Vines and Other Climbing Plants



This native Brazilian perennial doesn’t cling, but is a fairly quick growing twining climber that can easily be trained. 

Bourgainvilleas are not very hardy and so are best grown in a conservatory in Great Britain where they can be grown up walls, or around the inside of the roof. However, if plants are potted into large tubs they can go outside in a very sheltered spot for the summer months. As they are a climber though, and get woody as the plant ages, it is not easy to move large plants around to put them into the shelter of a greenhouse for the Winter. 
One point to be borne in mind when handling Borgainvilleas is that although they are very pretty, they can also be a bit spiteful as they have more than the odd thorn.

Bourgainvilleas are grown the world over and will be a familiar sight to holidaymakers as they can be seen growing round the terraces of many hotels in warm climates. Their showy, upside down, bell shaped, flowers with reds, purples and whites last quite a while, although they go a bit papery in appearance and texture as they age.

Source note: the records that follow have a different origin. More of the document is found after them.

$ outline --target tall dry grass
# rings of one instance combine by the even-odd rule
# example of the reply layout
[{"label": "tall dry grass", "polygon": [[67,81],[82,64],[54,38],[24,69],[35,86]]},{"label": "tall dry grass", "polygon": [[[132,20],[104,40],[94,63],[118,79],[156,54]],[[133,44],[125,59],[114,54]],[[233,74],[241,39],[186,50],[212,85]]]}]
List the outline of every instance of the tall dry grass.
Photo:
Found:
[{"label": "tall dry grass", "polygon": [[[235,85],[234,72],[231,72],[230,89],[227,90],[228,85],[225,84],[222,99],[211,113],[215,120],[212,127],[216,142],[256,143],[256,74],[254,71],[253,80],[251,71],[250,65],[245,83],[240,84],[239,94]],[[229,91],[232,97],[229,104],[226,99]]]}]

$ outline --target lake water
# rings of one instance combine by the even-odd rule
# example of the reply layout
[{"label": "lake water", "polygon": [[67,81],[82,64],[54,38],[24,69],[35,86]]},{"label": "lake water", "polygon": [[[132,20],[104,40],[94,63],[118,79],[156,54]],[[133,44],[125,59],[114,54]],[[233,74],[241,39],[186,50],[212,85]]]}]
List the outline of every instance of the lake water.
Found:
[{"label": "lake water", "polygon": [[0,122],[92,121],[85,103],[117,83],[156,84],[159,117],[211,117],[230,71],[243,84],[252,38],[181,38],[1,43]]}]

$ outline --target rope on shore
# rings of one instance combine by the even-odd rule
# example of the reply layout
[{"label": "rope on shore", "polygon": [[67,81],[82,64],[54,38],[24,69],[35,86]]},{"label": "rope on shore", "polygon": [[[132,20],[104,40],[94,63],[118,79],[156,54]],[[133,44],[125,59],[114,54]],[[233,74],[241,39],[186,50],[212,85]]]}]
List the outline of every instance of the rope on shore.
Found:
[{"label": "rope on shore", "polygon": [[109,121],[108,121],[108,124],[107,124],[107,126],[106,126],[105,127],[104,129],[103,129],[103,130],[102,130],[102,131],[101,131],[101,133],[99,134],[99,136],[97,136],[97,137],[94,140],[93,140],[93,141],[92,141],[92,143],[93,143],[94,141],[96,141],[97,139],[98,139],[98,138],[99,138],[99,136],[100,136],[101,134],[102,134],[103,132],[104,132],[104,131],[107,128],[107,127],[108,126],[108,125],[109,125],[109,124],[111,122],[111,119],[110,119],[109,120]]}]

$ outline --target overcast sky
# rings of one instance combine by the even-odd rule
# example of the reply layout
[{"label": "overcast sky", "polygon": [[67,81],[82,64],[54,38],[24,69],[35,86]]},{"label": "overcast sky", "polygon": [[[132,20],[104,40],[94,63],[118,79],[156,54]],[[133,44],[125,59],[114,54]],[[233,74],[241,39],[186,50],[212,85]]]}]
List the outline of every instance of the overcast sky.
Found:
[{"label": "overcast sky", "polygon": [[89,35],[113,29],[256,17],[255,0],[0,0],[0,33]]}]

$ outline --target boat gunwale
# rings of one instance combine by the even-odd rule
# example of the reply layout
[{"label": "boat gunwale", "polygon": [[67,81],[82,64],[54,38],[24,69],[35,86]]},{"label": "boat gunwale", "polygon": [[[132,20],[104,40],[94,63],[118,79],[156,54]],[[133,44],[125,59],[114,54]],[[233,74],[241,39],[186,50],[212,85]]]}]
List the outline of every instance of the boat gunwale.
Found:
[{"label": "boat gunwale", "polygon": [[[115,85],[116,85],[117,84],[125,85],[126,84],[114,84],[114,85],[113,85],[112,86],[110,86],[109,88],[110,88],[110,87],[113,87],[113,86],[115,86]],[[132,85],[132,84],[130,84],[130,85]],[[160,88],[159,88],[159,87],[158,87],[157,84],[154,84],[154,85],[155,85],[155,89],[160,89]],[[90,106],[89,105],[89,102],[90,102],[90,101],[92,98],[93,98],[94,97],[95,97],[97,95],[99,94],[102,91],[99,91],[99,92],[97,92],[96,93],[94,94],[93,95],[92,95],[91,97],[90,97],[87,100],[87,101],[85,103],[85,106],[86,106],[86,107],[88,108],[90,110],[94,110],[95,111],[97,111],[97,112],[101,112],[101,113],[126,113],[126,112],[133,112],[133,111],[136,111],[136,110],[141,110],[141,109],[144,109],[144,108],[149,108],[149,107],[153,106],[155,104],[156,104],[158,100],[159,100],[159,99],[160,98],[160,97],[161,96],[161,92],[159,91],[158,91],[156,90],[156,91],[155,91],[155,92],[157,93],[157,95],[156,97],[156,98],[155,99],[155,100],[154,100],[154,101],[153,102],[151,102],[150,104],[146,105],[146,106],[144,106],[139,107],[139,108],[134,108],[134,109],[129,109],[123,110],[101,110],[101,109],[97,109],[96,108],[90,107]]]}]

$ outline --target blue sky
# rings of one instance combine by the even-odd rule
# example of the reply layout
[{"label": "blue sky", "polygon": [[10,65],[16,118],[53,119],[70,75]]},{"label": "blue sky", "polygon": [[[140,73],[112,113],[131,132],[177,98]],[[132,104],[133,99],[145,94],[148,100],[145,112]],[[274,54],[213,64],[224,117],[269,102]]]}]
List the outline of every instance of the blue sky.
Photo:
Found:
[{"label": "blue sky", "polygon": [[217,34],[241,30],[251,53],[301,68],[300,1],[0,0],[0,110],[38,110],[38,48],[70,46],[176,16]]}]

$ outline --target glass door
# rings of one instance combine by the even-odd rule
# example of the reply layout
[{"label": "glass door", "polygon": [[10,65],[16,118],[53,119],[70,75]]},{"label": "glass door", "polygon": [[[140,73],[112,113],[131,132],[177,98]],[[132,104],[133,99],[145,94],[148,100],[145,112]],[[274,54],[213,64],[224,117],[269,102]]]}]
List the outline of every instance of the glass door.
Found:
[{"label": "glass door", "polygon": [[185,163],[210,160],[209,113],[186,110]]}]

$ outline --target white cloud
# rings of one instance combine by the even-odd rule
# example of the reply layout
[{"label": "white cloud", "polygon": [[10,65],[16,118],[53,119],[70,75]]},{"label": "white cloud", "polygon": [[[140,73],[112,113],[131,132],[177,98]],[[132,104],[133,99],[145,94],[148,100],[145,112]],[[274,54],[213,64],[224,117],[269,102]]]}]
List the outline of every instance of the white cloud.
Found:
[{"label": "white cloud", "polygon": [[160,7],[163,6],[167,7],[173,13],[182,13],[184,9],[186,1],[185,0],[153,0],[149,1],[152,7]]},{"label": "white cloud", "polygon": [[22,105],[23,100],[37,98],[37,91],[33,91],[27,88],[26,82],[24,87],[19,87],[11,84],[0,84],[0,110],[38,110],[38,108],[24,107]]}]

The majority of what everyone calls the flowers are in fact brightly coloured bracts and not parts of the flower at all. Bracts are merely modified leaves that are often seen as flowers in a few other plants including the ever popular poinsettias that are sold in every retail plant outlet at Christmas time. 

Many plants flower on old and mature wood, but Bourgainvilleas flower on new wood, so coupled with their quick growing, it is a good idea to periodically carry out ruthless pruning to encourage flowering.

As with many woody plants Bourgainvilleas are not easily rooted.